M.Ö. IV. yy.'da Antiphellos çok küçük bir yerleşim yeri olup biraz yukarısında bulunan Phellos'un limanı idi. Ancak Hellenistik döneme girilirken Phellos gerilemiş, Antipellos ise gelişerek daha ön plana çıkmıştır. Bu durum Roma döneminde de devam etmiş, şehir bölge ormanlarından elde edilen sedir ağacı ticareti ve süngercilik sayesinde gelişerek Phellos'un limanı durumundan çıkmış ve kendine yeten zengin bir şehir durumuna gelmiştir.
 
    
 Antik kentin doğu ve kuzeyinde yer alan dağlarda ionik tarzda yapılmış, üzerinde Likya yazıları olan pek çok kaya mezarı bulunmaktadır. Halk arasında Kral Mezarı olarak bilinen Uzun Çarşı'daki Likya yazıtlı Anıt Mezar ( M.Ö 4.yy) günümüze ulaşan en güzel ve görkemli lahitlerden biridir.

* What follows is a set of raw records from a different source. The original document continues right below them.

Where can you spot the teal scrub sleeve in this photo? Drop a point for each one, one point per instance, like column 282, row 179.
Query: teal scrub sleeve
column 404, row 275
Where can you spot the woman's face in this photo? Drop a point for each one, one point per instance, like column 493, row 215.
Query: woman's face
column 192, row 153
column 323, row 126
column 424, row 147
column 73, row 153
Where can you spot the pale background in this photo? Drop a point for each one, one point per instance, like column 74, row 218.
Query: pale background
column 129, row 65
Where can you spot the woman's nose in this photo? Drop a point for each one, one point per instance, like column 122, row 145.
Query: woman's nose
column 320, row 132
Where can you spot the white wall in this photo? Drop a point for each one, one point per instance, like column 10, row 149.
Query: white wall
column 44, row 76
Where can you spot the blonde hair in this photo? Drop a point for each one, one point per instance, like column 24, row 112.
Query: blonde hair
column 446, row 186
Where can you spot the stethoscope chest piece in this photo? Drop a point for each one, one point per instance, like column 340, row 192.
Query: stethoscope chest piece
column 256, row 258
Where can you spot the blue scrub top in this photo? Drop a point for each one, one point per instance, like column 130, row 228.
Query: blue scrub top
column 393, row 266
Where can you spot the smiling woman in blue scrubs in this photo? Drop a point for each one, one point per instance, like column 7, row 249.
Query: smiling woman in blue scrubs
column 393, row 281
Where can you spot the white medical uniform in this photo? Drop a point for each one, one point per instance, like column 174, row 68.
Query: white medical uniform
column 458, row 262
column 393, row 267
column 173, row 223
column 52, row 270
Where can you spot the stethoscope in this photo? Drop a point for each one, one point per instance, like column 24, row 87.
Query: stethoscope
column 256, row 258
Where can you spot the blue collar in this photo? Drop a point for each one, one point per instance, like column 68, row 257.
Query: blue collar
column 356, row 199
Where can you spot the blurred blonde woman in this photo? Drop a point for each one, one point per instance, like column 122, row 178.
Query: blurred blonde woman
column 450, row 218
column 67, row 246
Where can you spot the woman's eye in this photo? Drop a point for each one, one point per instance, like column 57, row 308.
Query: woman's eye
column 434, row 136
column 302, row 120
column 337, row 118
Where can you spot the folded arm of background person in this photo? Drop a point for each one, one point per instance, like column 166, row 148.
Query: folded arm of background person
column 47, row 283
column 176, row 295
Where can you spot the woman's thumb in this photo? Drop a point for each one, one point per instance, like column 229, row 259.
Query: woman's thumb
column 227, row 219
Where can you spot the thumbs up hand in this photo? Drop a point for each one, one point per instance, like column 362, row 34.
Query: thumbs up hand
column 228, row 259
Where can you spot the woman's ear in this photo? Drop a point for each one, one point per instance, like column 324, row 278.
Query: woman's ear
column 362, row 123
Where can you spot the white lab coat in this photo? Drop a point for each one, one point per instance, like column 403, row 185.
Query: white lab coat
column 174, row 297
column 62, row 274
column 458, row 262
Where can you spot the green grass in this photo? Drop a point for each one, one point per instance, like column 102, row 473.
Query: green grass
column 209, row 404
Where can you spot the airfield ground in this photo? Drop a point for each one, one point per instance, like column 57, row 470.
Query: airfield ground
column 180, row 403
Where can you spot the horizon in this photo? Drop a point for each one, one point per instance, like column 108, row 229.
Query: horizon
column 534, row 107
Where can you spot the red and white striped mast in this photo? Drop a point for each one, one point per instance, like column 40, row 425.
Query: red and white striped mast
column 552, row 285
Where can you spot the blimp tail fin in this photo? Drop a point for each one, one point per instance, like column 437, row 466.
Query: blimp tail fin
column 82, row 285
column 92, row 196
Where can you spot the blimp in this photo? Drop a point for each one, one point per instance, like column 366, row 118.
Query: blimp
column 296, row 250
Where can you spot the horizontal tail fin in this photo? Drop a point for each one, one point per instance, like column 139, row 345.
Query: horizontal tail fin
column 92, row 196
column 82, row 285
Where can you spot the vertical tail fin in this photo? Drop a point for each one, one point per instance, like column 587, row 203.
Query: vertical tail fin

Bölgede yer alan önemli eserlerden biri de Kaş Antik Tiyatrosu'dur (M.Ö.1.yy). 4000 kişilik kapasitesi olan ve 26 basamaktan oluşan tiyatro M.S. 2. yy da onarım görmüştür. Sahnesi olmayan tiyatronun en önemli özelliği Anadolu denize cephesi açık olan bir tiyatro olmasıdır.Tiyatronun kuzeydoğusunda Akdam olarak adlandırılan M.Ö. IVyy 'a ait dor tipinde ev tipi bir mezar vardır. Doğal kaya kesilerek yapılmış olan mezar 3.5 m yüksekliğindedir ve üstünde el ele tutuşup dans eden 24 tane kız figürü bulunmaktadır.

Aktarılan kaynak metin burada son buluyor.